The Worcester Tech Eagles varsity football team has been hard at work this season. The team roster consists of over fifty players and five coaches. The Eagles currently sit at 5-5. First-year Head Coach Derek Robbins was hired in mid-April. He is joined by assistant coaches Coach Joe Belsito, Coach Jamie Wiggins, Coach John Lacaire, and Coach Brian Green.
The Worcester Technical Eagles are a senior-heavy team, with about 22 seniors. Craig Martin is one of those seniors. Craig is 18 years old and is in the Carpentry Shop at WTHS. He enjoys playing football and performing in Theater.
Martin has been playing football for the Worcester Technical Eagles since he was a freshman. He is now one of the team captains. “It’s a high honor to be able to lead the team. I always wanted to do it since freshman year,” said Martin.
Alagie Trawally is also a senior on the team. He is age 17, is in the Plumbing Shop and has been playing football since his freshman year. His favorite memory as an Eagle is from his freshman year, his first year playing football. “I didn’t even know how to play football,” he says, but he loved it when the team would be “up in the gym and stuff working out.”
Something both Alagie and Craig have in common is their hope to make the playoffs this year, which would be an exciting paramount to two great football careers at WTHS.
Head Coach Derek Robbins, 44, Marlborough High grad in 1994 and current Clinton resident, was an assistant coach the past six seasons at Westborough and then at West Boylston High. His previous coaching positions were Defensive Coordinator at Westborough High School and then at West Boylston High School. Robbins works full time for the Justice Resource Institute. He also played football in high school for the Westborough High Rangers as a WR and a DB.
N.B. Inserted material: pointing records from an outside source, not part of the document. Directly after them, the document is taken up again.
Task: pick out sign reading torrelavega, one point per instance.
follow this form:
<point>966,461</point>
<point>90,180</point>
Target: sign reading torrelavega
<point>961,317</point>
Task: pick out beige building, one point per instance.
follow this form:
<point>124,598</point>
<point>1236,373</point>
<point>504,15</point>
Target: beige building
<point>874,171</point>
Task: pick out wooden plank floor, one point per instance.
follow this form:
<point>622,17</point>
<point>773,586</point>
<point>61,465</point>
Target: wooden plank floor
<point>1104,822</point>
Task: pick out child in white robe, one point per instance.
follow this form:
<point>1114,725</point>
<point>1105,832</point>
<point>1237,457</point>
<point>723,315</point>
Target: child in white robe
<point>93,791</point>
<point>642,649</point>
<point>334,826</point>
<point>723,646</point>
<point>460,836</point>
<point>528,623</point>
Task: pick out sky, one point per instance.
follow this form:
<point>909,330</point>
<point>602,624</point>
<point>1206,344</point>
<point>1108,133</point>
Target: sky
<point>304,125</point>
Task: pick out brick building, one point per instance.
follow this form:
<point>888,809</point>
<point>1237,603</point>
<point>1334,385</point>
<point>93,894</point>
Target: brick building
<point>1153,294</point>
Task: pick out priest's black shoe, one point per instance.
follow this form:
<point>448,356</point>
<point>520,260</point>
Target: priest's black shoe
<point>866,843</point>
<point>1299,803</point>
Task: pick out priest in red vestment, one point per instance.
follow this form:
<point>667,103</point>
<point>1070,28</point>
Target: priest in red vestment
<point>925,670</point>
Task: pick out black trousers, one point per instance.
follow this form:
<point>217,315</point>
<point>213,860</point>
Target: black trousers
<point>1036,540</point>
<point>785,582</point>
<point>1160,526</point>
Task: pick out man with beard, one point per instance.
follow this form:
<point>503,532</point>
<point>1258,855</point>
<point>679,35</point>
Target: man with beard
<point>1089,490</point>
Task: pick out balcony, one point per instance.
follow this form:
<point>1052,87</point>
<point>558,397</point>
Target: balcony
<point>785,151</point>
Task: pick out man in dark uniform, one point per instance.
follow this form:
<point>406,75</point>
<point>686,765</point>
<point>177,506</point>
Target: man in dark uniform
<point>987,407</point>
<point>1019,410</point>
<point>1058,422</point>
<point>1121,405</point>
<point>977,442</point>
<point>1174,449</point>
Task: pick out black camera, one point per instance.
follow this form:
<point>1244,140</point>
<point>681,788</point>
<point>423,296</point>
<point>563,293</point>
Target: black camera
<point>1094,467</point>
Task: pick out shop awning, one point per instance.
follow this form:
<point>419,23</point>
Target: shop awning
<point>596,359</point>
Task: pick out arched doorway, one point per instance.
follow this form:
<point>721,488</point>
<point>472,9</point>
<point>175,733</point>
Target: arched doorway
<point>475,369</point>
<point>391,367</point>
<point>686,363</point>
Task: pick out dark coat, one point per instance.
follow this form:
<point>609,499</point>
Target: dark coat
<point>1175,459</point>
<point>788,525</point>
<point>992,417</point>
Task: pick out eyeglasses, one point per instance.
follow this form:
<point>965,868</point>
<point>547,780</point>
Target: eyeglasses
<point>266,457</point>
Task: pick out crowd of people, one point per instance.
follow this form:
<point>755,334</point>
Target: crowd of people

Robbins decided to coach “to give back to high school football” because, as he said, “If not for high school football, I would not be the man I am today.”
Robbins says the most rewarding part of coaching is the “relationships and bonds I have built with my players through the years.”
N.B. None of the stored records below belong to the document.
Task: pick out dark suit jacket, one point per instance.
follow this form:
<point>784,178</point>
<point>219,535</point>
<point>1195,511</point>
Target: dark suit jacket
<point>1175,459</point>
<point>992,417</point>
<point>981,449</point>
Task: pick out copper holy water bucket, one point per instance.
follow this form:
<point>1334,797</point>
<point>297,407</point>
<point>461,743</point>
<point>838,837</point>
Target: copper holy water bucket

With coaching always comes challenges, whether it is on or off the field. The biggest challenge according to Coach Robbins is “getting all your players to believe in what you are teaching and use that to work together.”
His plans for this year are to establish the building blocks for the football program. Robbins said, “We are committed to establishing a program the entire school community will be proud of.”